YouTube burst onto the scene and overnight provided an audience only interested in video, thereby reducing marketing costs and simultaneously absorbing the otherwise high costs of bandwidth and hosting. As such, it didn’t matter early on that revenues remained a mirage.
Without a doubt, online video advertising is growing rapidly, but as bullish as we all are about digital video (online, mobile, tablets), the reality remains that online video remains much smaller than anticipated, weighing in last year at $2 billion in the U.S. (forecasts back in 2007 pegged 2012 online video ad figures at $7.1 billion). Meanwhile, television remains a juggernaut at $60 billion in annual U.S. advertising spend. We’re not seeing much television content online, and realistically, we will continue to see small amounts of it in the future. When we do, it shall be on the rightsholders’ terms (hmm… Olympics, anyone?).
Where the oil and online video industries are very different
That’s at the high end of the market. At the low end, we’re seeing a combination of soaring inventory of user-generated content and a proliferation of “good enough” content, which is keeping CPM rates down. Ultimately, there’s little incentive for the average producer to create original content.
This is where online video is fundamentally different from oil: Oil prices are being driven by so much demand that prices at the tank have remained high for the past decade. Supply can’t move fast enough. That’s not the case in online video, where supply is outgrowing demand.
Whereas some select publishers can maintain abnormally high CPMs, they are doing it artificially due to low supply. The true eCPM of online video is alarmingly low. This is also why YouTube was compelled to subsidize video content; YouTube, son of Google, who lived and died on revenue share via its AdSense and AdWords platforms.

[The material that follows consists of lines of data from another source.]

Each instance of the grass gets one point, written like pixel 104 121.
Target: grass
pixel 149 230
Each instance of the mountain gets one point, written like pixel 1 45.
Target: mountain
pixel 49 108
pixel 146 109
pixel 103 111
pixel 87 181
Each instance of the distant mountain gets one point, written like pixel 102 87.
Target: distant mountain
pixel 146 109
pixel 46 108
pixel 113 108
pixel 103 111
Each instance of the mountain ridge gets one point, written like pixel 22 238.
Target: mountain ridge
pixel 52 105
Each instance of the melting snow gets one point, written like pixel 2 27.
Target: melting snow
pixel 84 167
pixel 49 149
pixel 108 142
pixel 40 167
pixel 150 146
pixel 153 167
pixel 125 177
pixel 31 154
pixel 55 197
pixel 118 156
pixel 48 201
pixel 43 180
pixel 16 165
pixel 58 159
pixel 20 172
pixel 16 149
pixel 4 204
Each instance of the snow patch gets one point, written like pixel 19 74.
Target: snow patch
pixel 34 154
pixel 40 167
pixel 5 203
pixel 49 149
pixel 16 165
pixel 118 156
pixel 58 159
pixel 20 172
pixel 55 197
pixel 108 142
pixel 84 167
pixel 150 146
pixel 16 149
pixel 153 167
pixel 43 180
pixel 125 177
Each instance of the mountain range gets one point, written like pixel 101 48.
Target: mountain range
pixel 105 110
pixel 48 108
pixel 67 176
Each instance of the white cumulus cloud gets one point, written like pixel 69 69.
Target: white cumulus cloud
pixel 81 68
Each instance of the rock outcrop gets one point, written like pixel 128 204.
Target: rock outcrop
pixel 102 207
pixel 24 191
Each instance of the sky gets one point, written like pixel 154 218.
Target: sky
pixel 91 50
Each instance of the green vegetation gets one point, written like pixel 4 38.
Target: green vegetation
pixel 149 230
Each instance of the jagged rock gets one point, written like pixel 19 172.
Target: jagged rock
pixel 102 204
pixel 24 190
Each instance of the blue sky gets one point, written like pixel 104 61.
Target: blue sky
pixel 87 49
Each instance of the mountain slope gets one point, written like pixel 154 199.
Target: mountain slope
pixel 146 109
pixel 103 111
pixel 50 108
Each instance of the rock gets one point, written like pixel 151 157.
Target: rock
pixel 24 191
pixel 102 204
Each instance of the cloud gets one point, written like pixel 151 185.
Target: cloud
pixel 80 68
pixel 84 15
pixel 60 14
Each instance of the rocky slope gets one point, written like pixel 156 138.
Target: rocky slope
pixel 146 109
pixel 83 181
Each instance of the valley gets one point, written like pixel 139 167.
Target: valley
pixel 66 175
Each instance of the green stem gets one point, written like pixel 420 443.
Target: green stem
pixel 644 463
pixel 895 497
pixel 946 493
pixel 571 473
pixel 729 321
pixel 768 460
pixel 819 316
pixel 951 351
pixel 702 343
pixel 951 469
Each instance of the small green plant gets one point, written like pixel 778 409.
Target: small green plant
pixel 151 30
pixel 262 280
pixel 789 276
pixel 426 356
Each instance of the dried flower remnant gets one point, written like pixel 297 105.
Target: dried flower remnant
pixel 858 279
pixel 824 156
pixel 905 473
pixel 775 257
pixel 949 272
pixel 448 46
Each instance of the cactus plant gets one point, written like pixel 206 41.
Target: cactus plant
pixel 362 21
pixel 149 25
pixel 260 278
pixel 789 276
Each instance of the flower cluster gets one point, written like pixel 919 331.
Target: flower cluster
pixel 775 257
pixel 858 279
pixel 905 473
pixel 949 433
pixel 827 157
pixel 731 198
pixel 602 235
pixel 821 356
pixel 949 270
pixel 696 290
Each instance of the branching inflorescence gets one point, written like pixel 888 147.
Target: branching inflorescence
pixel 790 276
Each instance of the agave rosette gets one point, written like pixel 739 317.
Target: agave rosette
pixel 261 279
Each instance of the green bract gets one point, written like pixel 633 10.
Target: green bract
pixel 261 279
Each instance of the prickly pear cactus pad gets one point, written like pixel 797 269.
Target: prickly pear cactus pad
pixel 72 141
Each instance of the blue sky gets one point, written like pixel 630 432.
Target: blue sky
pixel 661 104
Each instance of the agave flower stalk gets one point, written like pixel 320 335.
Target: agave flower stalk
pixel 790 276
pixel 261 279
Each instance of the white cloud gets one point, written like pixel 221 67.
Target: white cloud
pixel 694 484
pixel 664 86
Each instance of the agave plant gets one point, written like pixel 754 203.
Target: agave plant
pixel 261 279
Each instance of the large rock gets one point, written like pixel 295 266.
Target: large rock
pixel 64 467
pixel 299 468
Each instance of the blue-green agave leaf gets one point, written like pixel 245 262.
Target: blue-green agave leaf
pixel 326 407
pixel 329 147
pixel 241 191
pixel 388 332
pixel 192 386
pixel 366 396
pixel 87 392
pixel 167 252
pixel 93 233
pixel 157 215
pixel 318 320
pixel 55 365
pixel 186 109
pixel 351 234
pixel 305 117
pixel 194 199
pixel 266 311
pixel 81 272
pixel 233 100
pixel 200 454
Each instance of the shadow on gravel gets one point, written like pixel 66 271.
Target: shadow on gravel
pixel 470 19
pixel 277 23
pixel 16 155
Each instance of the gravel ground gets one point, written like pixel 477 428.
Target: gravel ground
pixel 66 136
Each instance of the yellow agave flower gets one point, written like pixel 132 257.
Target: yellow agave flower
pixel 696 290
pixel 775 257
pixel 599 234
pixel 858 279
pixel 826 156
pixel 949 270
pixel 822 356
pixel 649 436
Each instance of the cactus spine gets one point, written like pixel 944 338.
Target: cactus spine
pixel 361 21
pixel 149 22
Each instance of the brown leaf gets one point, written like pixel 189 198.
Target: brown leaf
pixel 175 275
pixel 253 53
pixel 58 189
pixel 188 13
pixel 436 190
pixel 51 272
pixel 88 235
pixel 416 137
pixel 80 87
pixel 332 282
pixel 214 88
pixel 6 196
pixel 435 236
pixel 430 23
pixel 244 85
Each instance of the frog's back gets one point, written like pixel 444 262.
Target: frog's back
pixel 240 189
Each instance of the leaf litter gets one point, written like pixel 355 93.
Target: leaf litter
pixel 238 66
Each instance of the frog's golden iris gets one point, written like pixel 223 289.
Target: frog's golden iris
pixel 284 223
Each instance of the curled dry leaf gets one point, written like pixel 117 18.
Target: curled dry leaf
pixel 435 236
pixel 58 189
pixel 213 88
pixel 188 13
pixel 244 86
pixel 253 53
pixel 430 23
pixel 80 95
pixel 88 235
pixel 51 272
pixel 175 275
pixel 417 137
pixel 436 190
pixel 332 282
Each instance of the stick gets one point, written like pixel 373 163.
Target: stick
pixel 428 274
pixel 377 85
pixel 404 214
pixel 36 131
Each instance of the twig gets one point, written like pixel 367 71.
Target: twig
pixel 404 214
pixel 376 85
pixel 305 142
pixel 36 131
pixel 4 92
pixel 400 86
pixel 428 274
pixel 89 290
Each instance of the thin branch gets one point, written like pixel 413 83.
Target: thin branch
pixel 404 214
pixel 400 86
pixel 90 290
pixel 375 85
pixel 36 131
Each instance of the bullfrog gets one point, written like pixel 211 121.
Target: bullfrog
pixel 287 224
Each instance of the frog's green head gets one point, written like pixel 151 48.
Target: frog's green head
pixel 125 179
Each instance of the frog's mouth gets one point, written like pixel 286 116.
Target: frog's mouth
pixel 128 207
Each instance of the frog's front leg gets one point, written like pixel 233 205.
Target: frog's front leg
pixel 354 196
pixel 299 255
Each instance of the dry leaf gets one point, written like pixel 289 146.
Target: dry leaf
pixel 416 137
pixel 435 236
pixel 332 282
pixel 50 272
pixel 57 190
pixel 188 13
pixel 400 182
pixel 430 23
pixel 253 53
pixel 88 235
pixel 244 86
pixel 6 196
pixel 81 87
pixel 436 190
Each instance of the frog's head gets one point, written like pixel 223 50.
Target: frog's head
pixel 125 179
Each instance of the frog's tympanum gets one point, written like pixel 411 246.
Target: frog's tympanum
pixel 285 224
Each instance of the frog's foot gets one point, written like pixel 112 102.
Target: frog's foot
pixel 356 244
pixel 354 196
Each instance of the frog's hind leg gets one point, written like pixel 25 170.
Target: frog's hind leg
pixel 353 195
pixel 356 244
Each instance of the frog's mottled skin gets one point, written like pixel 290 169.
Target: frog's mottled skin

2013 Story #1a: Impact of Mobile
You have to be in a coma (the “living in a cave” analogy doesn’t apply, since you’d rely more on mobile in that case) not to realize that mobile (wireless phones and tablets) will be a key driver for years to come.
But whereas mobile once bragged of high CPMs, I believe that you will see a convergence between ad rates regardless of whether you watch content on a computer, phone or tablet (television will retain a premium for years to come).
Exacerbating this trend, total ad spend on mobile will remain small.
2013 Story #1b: The Importance of Keeping Costs Down
As a result, content production costs need to be contained (while increasing quality, somehow), which was the rationale provided by Discovery Communications when it acquired Revision3.
Indeed, as a recent article on NBC’s decision to delay the Olympics stressed, “Content is king, and creating and buying video content is really expensive.”
While I don’t see TV dollars shifting massively to online video for another few years (though it will eventually happen, if you look at what is now occurring in the print industry), advertising will continue to trickle away from display to video. Online video will continue to grow by 25%-50% per year for the foreseeable future. Where it gets tricky is that dollars will continue to gravitate toward:
– broadcast companies’ online offerings (including Hulu)
– Ad networks and exchanges
As a result, publishers will have to fight for a very small piece of the pie, which, while growing, won’t be large enough to allow for high production costs.